El vivir según la carne es debilitante. En vez de preparar para el martirio – la muerte como sacrificio – sumerge en la muerte. La carne sirve para definir el mundo de la tierra y del hombre, su impotencia y su esterilidad en oposición a la todopotencia fecunda de Dios. Esta debilidad no será solamente ausencia de vigor y de energía verdadera, que son del orden del espíritu, sino ya una cierta contaminación por los poderes de la muerte y del pecado. La virtud de la fortaleza mantiene al hombre a salvo del peligro de amar tanto su vida, que termine perdiéndola.

Hay grados de perfección de la fortaleza cristiana que se corresponden con los grados del despliegue del donum fortitudinis. Santo Tomás distingue tres grados de perfección de la fortaleza. El grado inferior – que no es, empero, “abandonado” cuando se asciende al que le sigue, sino incorporado a éste – está representado por la fortaleza “política” de la vida en común ordinaria y cotidiana. Casi todo lo que va dicho hasta el momento acerca de la fortaleza – a excepción de las observaciones sobre el martirio – se refería a este grado, cristianamente hablando, inicial de dicha virtud.

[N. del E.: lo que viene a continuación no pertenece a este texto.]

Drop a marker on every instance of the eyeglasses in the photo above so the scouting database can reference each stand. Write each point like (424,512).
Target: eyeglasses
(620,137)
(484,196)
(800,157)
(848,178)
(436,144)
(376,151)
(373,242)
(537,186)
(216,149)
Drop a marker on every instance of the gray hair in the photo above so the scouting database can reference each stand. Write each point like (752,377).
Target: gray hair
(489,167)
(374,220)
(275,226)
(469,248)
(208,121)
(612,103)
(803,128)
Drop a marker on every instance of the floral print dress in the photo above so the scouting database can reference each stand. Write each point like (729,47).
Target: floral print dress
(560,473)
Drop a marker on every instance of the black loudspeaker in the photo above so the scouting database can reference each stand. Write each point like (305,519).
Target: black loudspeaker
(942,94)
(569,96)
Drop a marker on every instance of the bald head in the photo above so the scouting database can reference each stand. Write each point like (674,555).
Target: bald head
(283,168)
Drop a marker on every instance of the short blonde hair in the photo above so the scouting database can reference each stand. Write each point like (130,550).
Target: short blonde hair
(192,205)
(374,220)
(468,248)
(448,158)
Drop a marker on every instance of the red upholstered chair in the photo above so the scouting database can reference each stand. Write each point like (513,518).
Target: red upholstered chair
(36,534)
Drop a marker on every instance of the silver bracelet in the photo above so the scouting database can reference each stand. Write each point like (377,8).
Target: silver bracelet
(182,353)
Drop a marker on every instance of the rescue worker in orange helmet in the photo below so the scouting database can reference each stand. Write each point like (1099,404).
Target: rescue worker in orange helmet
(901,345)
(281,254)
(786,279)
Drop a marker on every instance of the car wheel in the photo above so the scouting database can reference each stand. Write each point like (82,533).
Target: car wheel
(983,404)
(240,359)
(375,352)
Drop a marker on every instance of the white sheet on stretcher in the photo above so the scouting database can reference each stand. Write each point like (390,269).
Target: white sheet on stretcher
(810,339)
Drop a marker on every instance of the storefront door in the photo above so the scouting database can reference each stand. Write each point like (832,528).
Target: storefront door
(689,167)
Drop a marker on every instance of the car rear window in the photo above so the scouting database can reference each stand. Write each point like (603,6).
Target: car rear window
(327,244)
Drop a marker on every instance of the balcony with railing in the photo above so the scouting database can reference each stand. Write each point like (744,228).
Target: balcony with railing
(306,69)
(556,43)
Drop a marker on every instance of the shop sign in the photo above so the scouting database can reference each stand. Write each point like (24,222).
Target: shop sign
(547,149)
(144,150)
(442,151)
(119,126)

La senda por la que se progresa del primero al segundo grado, denominado purificador o “purgatorio” de la fortaleza, conduce al hombre cuidadoso ya de que en su interior encuentre más noble cumplimiento la imagen de lo divino, a la lucha interior, el combate espiritual, “la gran guerra”, como la llamaba Mahoma, en contraposición a la “pequeña guerra”, la guerra exterior. El enemigo está en el corazón de la plaza interviniendo sin cesar por sus sugestiones y solicitaciones. El don de fortaleza se hace gracia de curación, disolviendo la cobardía y revistiendo al alma de la fuerza de Dios. Esta fortaleza es un aspecto del impulso interior del alma que tiende hacia Dios; se ejerce en toda actividad espiritual, no sólo en la corrección de los defectos y el acrecentamiento de las virtudes, sino en la abnegación, el don de sí, el esfuerzo, la fidelidad la mortificación etc. La fortaleza es paciencia y resignación en la lucha contra la aridez, en el soporte de las cruces, en el desánimo, el disgusto espiritual, la desolación, las pruebas espirituales, se manifiesta en la aceptación del sufrimiento, de la enfermedad y de la muerte. Por la fortaleza el alma acepta la muerte al mundo. Es toda la vía purgativa.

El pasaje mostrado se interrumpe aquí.